Once the wonderful writer Andrew Holleran (“the air is soft as talcum powder, so soft you can’t imagine people dying here”) made me giggle for weeks by insisting that it was surely child’s play to translate the title of his seminal novel The Dancer from the Dance, since after all it was a Yeats quote. I tried to explain that the fact it was a Yeats quote was precisely what made it so difficult, but I’m not sure he believed me. I wish every writer would try translating something—anything—once, even a tiny little poem; it wouldn’t take much to help him grasp the nature of the beast.
Günter Grass grasps it, which is why he convenes elaborate international translation seminars each time he publishes a novel, inviting all his translators from around the world to come together to discuss all the trickiest bits from his novels with each other and with him. Brilliant. He doesn’t make it his business to impose on his translators words in their own native languages, which after all they master far better than he does, but instead he makes sure they have as perfect as possible an understanding of the original text. This is a wise and helpful approach and assuredly has contributed to the quality of Grass’s translations around the world.
Trusting one’s translators to be masters of their craft and do their jobs well is pretty much the best an author can do to help assure the quality of his translations. If he wants, he can ask native informants in a translator’s language to evaluate the quality of the translator’s work, but beyond that, attempting to exercise control can only lead to chaos. Some authors find this hard to accept. It seems that Edward Albee is one of them.
Today’s edition of the Barcelona-based online magazine Núvol contains a long open letter to Albee by Joan Sellent, a highly respected translator into Catalan of works by Salman Rushdie, Paul Auster, Henry James, H. G. Wells and Charles Dickens as well as Albee. Sellent bitterly complains that Albee’s agent recently forced Sellent to
submit to you [Albee], as the author of the original text, an exhaustive five-column grid with the detailed specification of — I quote literally from the e-mail sent by your agent — “any deviation from the exact English words and the explanation why this couldn’t be directly translated into Spanish [sic], and why the words that were chosen were used.”

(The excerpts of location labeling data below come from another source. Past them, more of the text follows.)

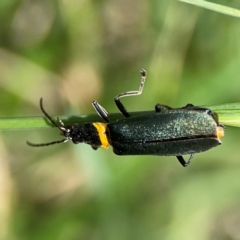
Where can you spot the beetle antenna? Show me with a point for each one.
(65, 131)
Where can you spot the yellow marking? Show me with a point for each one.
(220, 132)
(101, 128)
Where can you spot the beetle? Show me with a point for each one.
(165, 132)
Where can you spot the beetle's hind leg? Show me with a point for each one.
(183, 162)
(120, 106)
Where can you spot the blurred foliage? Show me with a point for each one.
(73, 52)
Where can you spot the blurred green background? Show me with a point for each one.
(73, 52)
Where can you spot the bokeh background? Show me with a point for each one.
(73, 52)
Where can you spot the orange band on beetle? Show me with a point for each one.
(101, 128)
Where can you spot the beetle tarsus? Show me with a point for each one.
(183, 162)
(120, 106)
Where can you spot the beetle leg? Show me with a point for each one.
(159, 107)
(120, 106)
(183, 162)
(101, 111)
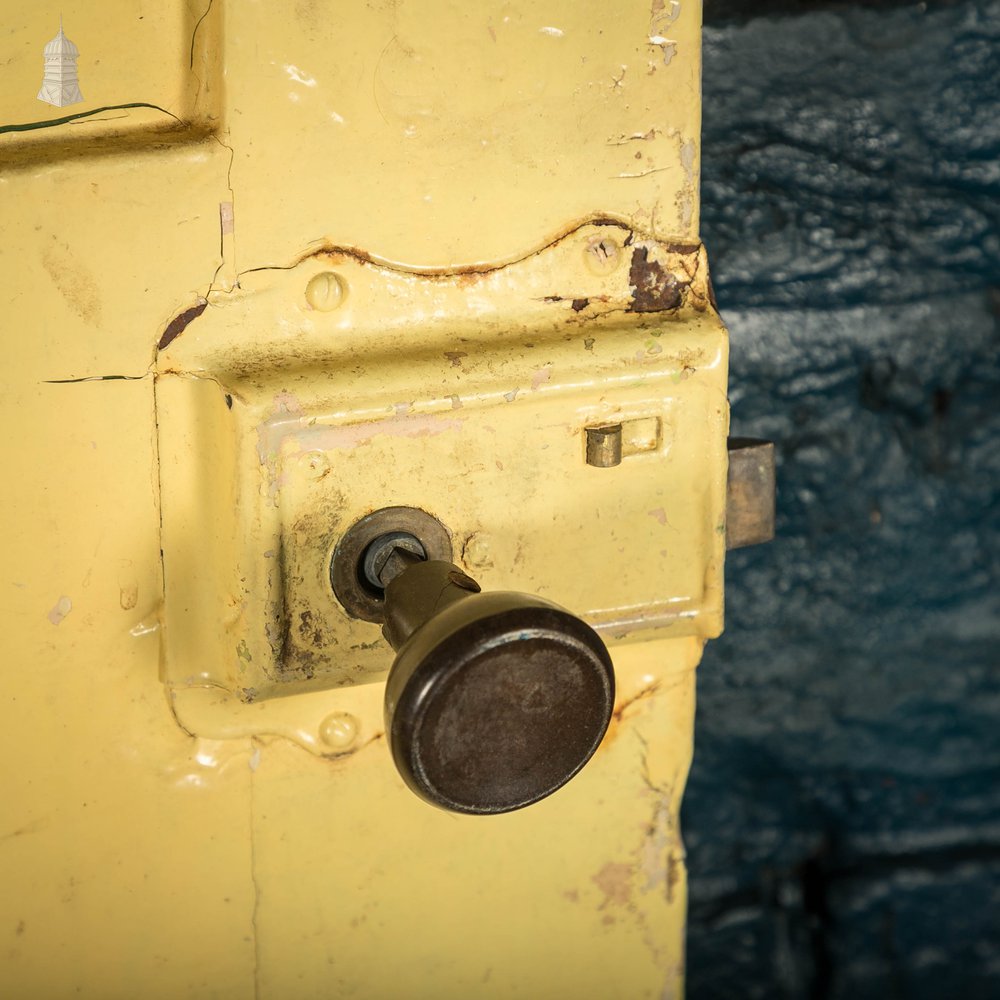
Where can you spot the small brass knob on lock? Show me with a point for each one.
(494, 700)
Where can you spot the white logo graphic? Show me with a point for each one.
(60, 86)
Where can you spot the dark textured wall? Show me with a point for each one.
(843, 814)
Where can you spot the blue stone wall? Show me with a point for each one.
(842, 818)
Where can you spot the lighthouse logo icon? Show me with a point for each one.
(60, 85)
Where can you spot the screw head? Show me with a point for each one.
(326, 291)
(339, 731)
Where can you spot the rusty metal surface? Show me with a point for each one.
(750, 492)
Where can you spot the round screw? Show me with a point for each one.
(326, 291)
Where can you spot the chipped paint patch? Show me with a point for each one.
(540, 377)
(654, 287)
(60, 610)
(615, 881)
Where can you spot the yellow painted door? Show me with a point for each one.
(441, 239)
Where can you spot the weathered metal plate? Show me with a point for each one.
(750, 492)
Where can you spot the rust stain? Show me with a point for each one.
(179, 323)
(615, 881)
(655, 289)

To any translator, the futility and humiliating time-consumingness of this piece of busywork will be instantly clear. If you’d like to see a detailed account of what is wrong with the request, I refer you to Sellent’s clear and cogent explanation, which he provides in both Catalan and English (scroll down for the latter). In a nutshell, he concludes:
The grids you compel your translators to fill in do not guarantee in the least the quality of a translation. Do you honestly think it possible that anyone who has done a bad translation will be able to detect his own translation mistakes and be as reckless as to enumerate them explicitly?
Nope, probably not. And somehow I can’t even imagine that having a file folder stuffed full of grids filled out by pissed-off translators from around the world is going to make Edward Albee feel any better about surrendering control over the language of his plays. I feel his pain, but there’s no remedy for it. Sorry, Ed; and sorry, Joan.